SESSION TYPE: Medical Student/Resident Case Report

PRESENTED ON: Tuesday, October 29, 2013 at 01:30 PM - 02:30 PM

INTRODUCTION: Blastomycosis is a systemic fungal infection of Blastomyces dermatitidis, with primarily pulmonary involvement, presenting as asymptomatic or symptomatic disease. Pulmonary blastomycosis is most severe in immunocompromised hosts. We describe an atypical fatal presentation of severe pulmonary blastomycosis in an immunocompetent man.

CASE PRESENTATION: 31-year old, HIV(-) man presented after 10-day community acquired pneumonia (CAP) treatment, with dyspnea and oxygen desaturation. He required orotracheal intubation and mechanical ventilation for acute hypoxic respiratory failure (AHRF). Imaging revealed bilateral air space disease. He was empirically treated for severe bacterial CAP. AHRF and sepsis worsened; high FiO2 requirements and acute respiratory distress (ARDS) resulted. End organ damage ensued, requiring dialysis, vasopressors, inhaled nitric oxide and 1.0 FiO2 to maintain SPO2 >90%. Ongoing desaturation persisted, prompting venovenous extracorporeal membrane oxygenation (VV ECMO), targeting tissue perfusion and lung protection. Transient SPO2 response permitted lower FiO2 delivery. Overall clinical status remained unchanged. Amphotericin and oseltamivir were started. Urine Histoplasma and Blastomyces antigen; Adenovirus 14 serology; bacterial and fungal cultures of bronchoalveolar lavage fluid (BALF) were obtained. On day 5, during ECMO oxygenator membrane replacement, transient bradycardia and hypoxia resulted cardiopulmonary arrest, unsuccessful resuscitation and death of patient. Later, BALF revealed heavy yeast, and antigens to Blastomyces and Histoplasma. Blastomycosis was confirmed by lung cultures at autopsy. Gross examination of lungs showed coalescing tan nodules with focal necrosis. Microscopy and Grocott-Methenamine silver staining confirmed pyogranulomatous blastomycosis via multinucleated giant cells, fungal elements, adjacent necrotic debris, and fibrosis.

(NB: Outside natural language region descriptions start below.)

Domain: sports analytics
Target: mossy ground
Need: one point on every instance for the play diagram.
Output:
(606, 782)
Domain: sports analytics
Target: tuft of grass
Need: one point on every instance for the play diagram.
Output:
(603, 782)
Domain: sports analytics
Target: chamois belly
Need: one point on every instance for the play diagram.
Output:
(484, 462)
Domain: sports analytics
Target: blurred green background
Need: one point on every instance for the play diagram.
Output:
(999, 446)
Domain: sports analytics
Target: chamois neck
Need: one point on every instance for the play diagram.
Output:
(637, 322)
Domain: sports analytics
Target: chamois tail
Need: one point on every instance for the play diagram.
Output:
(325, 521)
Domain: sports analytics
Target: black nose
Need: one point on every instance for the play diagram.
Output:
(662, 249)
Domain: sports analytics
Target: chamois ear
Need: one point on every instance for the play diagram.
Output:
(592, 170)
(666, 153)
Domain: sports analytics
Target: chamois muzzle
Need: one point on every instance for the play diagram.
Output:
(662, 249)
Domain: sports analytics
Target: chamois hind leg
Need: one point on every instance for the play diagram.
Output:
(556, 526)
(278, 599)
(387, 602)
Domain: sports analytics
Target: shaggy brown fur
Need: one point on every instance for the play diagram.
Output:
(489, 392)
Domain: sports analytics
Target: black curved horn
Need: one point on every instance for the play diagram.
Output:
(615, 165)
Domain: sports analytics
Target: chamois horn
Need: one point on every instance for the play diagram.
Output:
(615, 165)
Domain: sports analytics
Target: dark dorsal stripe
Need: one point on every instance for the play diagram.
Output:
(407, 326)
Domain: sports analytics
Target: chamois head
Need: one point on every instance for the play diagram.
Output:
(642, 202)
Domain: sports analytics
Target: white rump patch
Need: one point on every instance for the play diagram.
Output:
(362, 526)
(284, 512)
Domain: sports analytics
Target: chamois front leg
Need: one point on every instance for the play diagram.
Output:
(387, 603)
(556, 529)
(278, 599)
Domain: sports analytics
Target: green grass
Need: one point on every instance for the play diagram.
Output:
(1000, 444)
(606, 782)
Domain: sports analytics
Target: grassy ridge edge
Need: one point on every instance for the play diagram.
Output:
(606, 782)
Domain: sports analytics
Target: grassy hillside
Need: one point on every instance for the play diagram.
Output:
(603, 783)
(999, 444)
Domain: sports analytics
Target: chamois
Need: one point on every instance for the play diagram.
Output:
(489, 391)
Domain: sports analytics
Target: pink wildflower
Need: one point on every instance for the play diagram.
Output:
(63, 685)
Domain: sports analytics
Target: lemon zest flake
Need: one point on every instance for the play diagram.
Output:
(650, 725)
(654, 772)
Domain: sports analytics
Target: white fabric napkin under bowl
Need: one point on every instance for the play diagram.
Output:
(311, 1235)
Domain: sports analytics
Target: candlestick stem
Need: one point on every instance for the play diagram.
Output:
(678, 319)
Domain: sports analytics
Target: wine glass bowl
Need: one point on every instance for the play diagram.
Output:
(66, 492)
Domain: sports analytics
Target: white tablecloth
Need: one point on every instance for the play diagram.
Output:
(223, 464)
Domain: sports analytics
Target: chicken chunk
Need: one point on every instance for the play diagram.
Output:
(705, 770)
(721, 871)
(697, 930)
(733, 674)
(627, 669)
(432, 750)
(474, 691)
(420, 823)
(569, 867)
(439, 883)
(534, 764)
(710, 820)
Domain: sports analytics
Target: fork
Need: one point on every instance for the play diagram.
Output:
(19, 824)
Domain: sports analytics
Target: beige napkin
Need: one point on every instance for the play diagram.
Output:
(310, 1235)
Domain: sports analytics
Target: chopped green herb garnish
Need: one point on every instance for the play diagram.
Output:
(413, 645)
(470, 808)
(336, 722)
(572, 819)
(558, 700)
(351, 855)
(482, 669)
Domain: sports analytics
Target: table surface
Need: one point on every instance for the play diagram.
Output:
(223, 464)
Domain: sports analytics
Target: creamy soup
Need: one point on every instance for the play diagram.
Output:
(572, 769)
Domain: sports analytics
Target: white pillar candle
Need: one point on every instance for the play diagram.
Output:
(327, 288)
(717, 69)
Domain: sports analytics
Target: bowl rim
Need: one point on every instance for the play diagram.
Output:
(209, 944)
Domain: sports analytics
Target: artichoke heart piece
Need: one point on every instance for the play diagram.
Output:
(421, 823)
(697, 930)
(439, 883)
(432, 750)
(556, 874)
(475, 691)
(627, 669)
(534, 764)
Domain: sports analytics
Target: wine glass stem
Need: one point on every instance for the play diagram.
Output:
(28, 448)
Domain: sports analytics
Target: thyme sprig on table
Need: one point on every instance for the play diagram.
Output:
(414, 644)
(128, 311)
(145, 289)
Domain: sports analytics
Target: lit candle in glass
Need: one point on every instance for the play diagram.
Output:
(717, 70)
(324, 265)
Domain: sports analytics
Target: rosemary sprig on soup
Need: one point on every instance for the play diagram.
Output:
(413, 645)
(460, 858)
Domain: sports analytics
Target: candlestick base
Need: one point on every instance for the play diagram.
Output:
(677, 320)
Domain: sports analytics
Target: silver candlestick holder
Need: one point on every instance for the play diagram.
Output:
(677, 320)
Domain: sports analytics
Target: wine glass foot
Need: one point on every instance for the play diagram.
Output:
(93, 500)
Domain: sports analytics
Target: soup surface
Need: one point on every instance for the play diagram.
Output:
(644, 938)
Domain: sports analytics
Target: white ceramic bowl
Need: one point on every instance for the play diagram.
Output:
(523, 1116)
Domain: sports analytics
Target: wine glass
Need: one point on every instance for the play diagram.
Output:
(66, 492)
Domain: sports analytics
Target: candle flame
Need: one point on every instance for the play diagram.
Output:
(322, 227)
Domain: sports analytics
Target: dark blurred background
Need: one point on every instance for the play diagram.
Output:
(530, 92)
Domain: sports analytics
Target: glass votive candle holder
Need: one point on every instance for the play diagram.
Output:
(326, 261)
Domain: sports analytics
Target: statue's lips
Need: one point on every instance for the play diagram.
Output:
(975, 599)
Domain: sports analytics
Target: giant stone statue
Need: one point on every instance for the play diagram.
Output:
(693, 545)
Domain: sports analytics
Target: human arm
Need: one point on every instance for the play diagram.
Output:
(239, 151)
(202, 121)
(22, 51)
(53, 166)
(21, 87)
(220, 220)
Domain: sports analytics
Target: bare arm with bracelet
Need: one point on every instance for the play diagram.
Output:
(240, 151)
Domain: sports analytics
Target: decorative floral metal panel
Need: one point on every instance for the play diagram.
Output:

DISCUSSION: B. dermatitidis is a dimorphic conidial fungus in soil, which upon inhalation results pulmonary pyogranulomas. Incubation period is typically 3-6 weeks, and upto several months. Skin, bones, and genitourinary infections result via hematogenous spread of fungus. Symptoms range from asymptomatic, to severe pulmonary, or systemic diseases.

CONCLUSIONS: Despite extensive antimicrobial coverage, our patient deteriorated due to late suspicion of severe fungal pneumonia. Specimens confirmed disseminated spread of Blastomyces resulting in fulminant ARDS. This case demonstrates the importance of broad differential diagnoses in healthy individuals with unresolving symptoms. Fungal and atypical viral infections should be considered early. Our patient was likely exposed to B. dermatitidis while participating in an intense muddy obstacle course several months prior to onset of disease.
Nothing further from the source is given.